Penn State frolicked to “Jump Around” in between the third and fourth quarters before fending off Wisconsin’s rally to ride off into a rosy offseason with a 31-24 upset victory Saturday.
“Everyone remembers the last game,” linebacker Mike Hull said. “It’s an emotional win and it sets the stage for the future, and it shows that no matter what, we’re not going to quit. We’re just going to keep building.”
In coach Bill O’Brien’s two seasons in Happy Valley, the Nittany Lions (7-5, 4-4 Big Ten) have shown a knack for bouncing back at moments when it might seem all is lost. Saturday’s victory is emblematic of the program’s resilience. Penn State was coming off a 23-20 loss to Nebraska.
“We’ve said the same thing for two years. I mean, these are the type of kids we have,” O’Brien said. “It was a tough game, but, yeah, our guys practice hard. They love to play.”
Sure helps to have a promising freshman quarterback who only figures to get better under O’Brien’s tutelage. Strong-armed Christian Hackenberg looked poised in throwing for 339 yards and four scores.
Oh, and the team was well aware that it was a 24-point underdog — even though O’Brien earlier in the week had indicated he likely wouldn’t use the news of betting lines as bulletin board material.
“Twenty-four points,” offensive lineman John Urschel said, cutting off a question about whether he knew the spread. “Not saying necessarily it was addressed, but I was aware of it.”
So were his teammates.
“I can tell you flat out that they took offense to the fact that they were 24-point underdogs,” O’Brien said, “and that nobody — even in State College — thought that they could win that game except for the kids in that locker room and the coaches in that locker room. So I think that those kids took it personally.”

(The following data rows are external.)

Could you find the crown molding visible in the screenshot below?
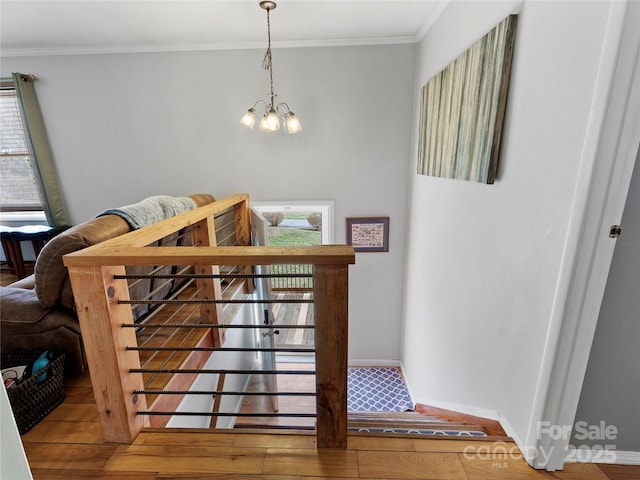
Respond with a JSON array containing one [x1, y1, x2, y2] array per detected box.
[[0, 35, 419, 58], [416, 0, 449, 42]]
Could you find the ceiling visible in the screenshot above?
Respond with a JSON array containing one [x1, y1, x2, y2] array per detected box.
[[1, 1, 445, 56]]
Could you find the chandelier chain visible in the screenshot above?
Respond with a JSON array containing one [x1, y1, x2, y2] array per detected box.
[[262, 7, 275, 105]]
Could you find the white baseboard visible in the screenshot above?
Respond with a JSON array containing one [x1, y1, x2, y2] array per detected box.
[[348, 359, 402, 367]]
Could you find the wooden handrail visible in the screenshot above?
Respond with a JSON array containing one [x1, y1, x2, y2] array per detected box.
[[69, 193, 251, 250], [65, 245, 355, 267], [63, 194, 354, 448]]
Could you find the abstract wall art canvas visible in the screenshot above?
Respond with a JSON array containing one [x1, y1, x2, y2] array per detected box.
[[417, 15, 517, 184]]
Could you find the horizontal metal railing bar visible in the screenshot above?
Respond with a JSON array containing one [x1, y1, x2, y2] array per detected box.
[[130, 368, 316, 375], [114, 273, 313, 279], [120, 298, 313, 305], [127, 347, 315, 353], [126, 264, 174, 290], [134, 390, 316, 396], [216, 229, 237, 246], [271, 287, 313, 293], [122, 323, 314, 329], [139, 411, 317, 418]]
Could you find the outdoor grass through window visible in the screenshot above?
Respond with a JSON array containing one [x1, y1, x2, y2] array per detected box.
[[267, 211, 320, 290]]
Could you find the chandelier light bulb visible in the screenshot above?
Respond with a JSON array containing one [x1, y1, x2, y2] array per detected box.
[[260, 107, 280, 132], [240, 108, 257, 129], [285, 112, 302, 134]]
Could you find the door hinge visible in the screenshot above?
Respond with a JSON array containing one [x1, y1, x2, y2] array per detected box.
[[609, 225, 622, 238]]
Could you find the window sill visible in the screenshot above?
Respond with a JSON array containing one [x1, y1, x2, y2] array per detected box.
[[0, 211, 48, 226]]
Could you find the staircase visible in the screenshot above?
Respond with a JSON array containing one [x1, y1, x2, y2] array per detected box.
[[348, 411, 493, 437], [235, 365, 509, 438], [347, 404, 509, 438]]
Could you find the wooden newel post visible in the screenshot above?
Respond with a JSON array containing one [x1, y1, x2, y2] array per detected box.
[[67, 265, 148, 443], [314, 264, 349, 448]]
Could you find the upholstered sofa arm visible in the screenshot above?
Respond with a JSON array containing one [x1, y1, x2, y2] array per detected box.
[[33, 193, 216, 310], [34, 215, 130, 310]]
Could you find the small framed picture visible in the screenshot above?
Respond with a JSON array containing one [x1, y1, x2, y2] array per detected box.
[[346, 217, 389, 252]]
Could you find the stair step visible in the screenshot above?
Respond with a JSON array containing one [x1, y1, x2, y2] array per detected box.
[[348, 422, 484, 433], [415, 403, 508, 437], [348, 411, 448, 423], [347, 411, 486, 434]]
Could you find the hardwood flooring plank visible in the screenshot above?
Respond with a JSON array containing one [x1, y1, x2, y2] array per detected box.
[[357, 451, 466, 479], [157, 475, 300, 480], [347, 436, 416, 452], [233, 433, 317, 449], [302, 478, 371, 480], [43, 403, 100, 422], [597, 464, 640, 480], [31, 469, 157, 480], [136, 431, 236, 447], [261, 448, 359, 477], [23, 443, 118, 471], [104, 445, 265, 475], [460, 455, 609, 479], [63, 386, 97, 404], [553, 463, 611, 480], [65, 372, 95, 388], [412, 438, 517, 453], [21, 420, 104, 444]]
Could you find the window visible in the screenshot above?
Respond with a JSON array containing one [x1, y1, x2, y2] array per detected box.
[[252, 201, 334, 245], [0, 81, 44, 214], [252, 200, 333, 291]]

Wisconsin (9-3, 6-2) dropped seven spots to No. 21 in the AP Top 25 poll released Sunday. Senior Day turned into a dud. The Nittany Lions stacked the box against the run, so the Badgers tried to throw on Penn State’s vulnerable secondary. It worked to an extent, though quarterback Joel Stave had three interceptions.
He was 29 of 53 for 339 yards with three touchdowns. But Wisconsin is constructed to win games behind its potent 1-2 punch of Melvin Gordon and James White at running back.
“That’s not really how we’re built to operate,” Stave said. “But, you know, if that’s how the game’s going, that’s how we have to do it.”
Didn’t work.
Just as surprising was how a senior-laden defense looked ill-prepared for Penn State’s offense. There were mix-ups in substitution packages and coverages much of the afternoon. Linebacker Chris Borland said the Badgers had trouble adjusting to Penn State’s up-tempo scheme.
“But that wasn’t the reason the score was what it was,” he said. “We underperformed. We didn’t execute.”
And just when the defense thought it had come up clutch, the Badgers gave up a 61-yard run to Zach Zwinak on third-and-9 from the 18 with less than 4 minutes left. A stop there would have given Wisconsin much more time to execute a potential game-tying drive.
Hopes for an at-large berth in a Bowl Championship Series game are gone, but at least the Badgers can bounce back with a pending bowl assignment.
Penn State will have to wait until next season to return. NCAA sanctions resulting from the Jerry Sandusky child sexual abuse scandal prevent the program from going to the postseason. The sanctions force O’Brien to field a team that often plays with a little more than 60 recruited scholarship players.
But on a cool, crisp day in Madison, the Nittany Lions once again delivered this statement: Never, ever count out Penn State. Not while O’Brien is around.